¡Día del Hermano Policarpo!


Hoy, en nuestra Provincia de América Austral, celebramos el Día del Hermano Policarpo. Tradicionalmente se seleccionó esta fecha por ser el primer viernes (día dedicado al Sagrado Corazón) más cercano al 30 de septiembre (fecha de fundación del Instituto).


En este mes de las misiones, rescatamos el pensamiento misionero del Hermano Policarpo. Lo explicitó en sus Reglas de 1843 cuando escribió:


“Es propio de su vocación el viajar por diferentes países y fijar su morada en cualquier región del mundo en la que puedan esperar dar a Dios mayor servicio y ser más útiles a la salvación de los niños”.


Y en la circular del 19 de junio de 1846 (Fiesta del Sagrado Corazón) en la que invitó a sus Hermanos a dar sus nombres para ofrecerse como misioneros para la lejana América, encabezando la lista con el suyo propio, decía:


“Un vasto campo se nos acaba de abrir en el Nuevo Mundo. Contando con vuestro celo apostólico, vuestro sacrificio y vuestra generosidad, acabo de prometer a un santo Obispo de América cinco Hermanos para su extensa diócesis. Sondeemos nuestros corazones y nuestras disposiciones; veamos hasta dónde pueden llegar nuestros sacrificios personales y si queremos inmolar nuestras comodidades, nuestra libertad, nuestra salud, nuestras fuerzas, nuestra misma vida por causa tan noble.

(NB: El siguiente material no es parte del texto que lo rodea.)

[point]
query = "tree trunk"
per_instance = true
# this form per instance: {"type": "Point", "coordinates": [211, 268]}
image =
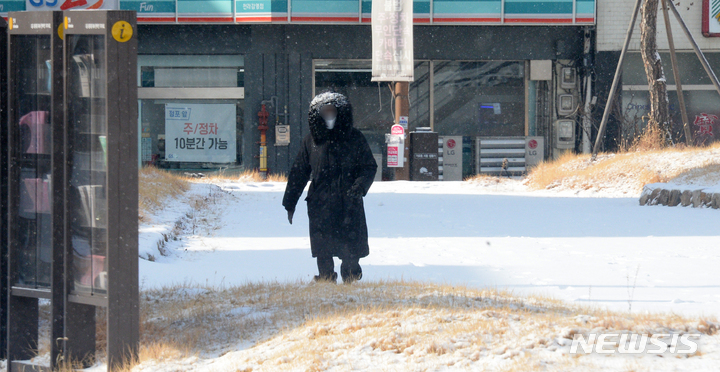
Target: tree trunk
{"type": "Point", "coordinates": [659, 118]}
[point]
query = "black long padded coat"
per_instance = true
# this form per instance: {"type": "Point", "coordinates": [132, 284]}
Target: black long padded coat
{"type": "Point", "coordinates": [334, 160]}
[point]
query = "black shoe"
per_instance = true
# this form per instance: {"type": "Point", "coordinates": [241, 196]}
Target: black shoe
{"type": "Point", "coordinates": [325, 278]}
{"type": "Point", "coordinates": [350, 277]}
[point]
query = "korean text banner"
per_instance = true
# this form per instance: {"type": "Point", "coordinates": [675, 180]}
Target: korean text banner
{"type": "Point", "coordinates": [200, 133]}
{"type": "Point", "coordinates": [392, 28]}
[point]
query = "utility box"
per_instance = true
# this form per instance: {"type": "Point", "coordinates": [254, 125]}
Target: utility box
{"type": "Point", "coordinates": [423, 156]}
{"type": "Point", "coordinates": [452, 158]}
{"type": "Point", "coordinates": [72, 184]}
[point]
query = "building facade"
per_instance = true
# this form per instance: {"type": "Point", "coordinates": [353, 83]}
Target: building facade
{"type": "Point", "coordinates": [483, 69]}
{"type": "Point", "coordinates": [701, 99]}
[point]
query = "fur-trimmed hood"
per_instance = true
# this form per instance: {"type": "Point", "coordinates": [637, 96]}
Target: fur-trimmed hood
{"type": "Point", "coordinates": [343, 123]}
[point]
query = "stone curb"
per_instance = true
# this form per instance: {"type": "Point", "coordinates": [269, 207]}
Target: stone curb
{"type": "Point", "coordinates": [675, 197]}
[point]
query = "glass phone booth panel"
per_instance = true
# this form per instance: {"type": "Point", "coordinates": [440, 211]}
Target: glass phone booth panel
{"type": "Point", "coordinates": [32, 75]}
{"type": "Point", "coordinates": [87, 159]}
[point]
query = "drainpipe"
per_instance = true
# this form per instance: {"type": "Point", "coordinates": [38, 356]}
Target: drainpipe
{"type": "Point", "coordinates": [587, 117]}
{"type": "Point", "coordinates": [262, 127]}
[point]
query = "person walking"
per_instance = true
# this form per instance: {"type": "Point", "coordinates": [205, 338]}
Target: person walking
{"type": "Point", "coordinates": [337, 159]}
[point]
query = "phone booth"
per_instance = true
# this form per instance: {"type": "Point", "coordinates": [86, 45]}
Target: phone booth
{"type": "Point", "coordinates": [72, 184]}
{"type": "Point", "coordinates": [101, 182]}
{"type": "Point", "coordinates": [35, 174]}
{"type": "Point", "coordinates": [3, 188]}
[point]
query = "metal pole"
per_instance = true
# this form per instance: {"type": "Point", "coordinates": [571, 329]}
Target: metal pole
{"type": "Point", "coordinates": [676, 74]}
{"type": "Point", "coordinates": [616, 79]}
{"type": "Point", "coordinates": [402, 108]}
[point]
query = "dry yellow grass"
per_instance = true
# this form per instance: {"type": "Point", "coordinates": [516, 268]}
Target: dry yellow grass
{"type": "Point", "coordinates": [299, 326]}
{"type": "Point", "coordinates": [629, 170]}
{"type": "Point", "coordinates": [155, 187]}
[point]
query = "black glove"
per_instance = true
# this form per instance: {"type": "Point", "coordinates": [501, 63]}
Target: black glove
{"type": "Point", "coordinates": [355, 191]}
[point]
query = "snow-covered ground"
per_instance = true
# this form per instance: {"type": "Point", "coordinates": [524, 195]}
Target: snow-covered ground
{"type": "Point", "coordinates": [605, 251]}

¿Os creéis capaces de sacrificar patria, amigos, parientes y bienes para marchar lejos a descubrir los inagotables tesoros del Corazón de Jesús? ¿Añadís a esta disposición la suficiente facilidad para aprender una nueva lengua, una salud a prueba de sudores y fatigas que semejante misión requiere? ¿Podrán vuestra entrega y vuestro ánimo vencer los obstáculos y peligros que encontraréis en esta empresa cargada de celo apostólico?


¿Acaso esperamos encontrar alguna vez una oportunidad más favorable para viajar a tierras de misión? Resueltamente elevo mis plegarias al cielo desde lo más profundo de mi corazón, para que me sea dado contarme en el número de estos privilegiados”.


En esta oportunidad sus plegarias no fueron escuchadas, pues el Señor tenía para él otros planes. Ese mismo año era elegido Superior General por segunda vez, ésta en forma vitalicia, y, muy a su pesar, no pudo concretar este anhelo misionero de su corazón. Igualmente, con su aliento constante y con su oración, el Hermano Policarpo fue un gran sostén para aquellos primeros misioneros, y su espíritu marcó sin duda la orientación futura de nuestro Instituto.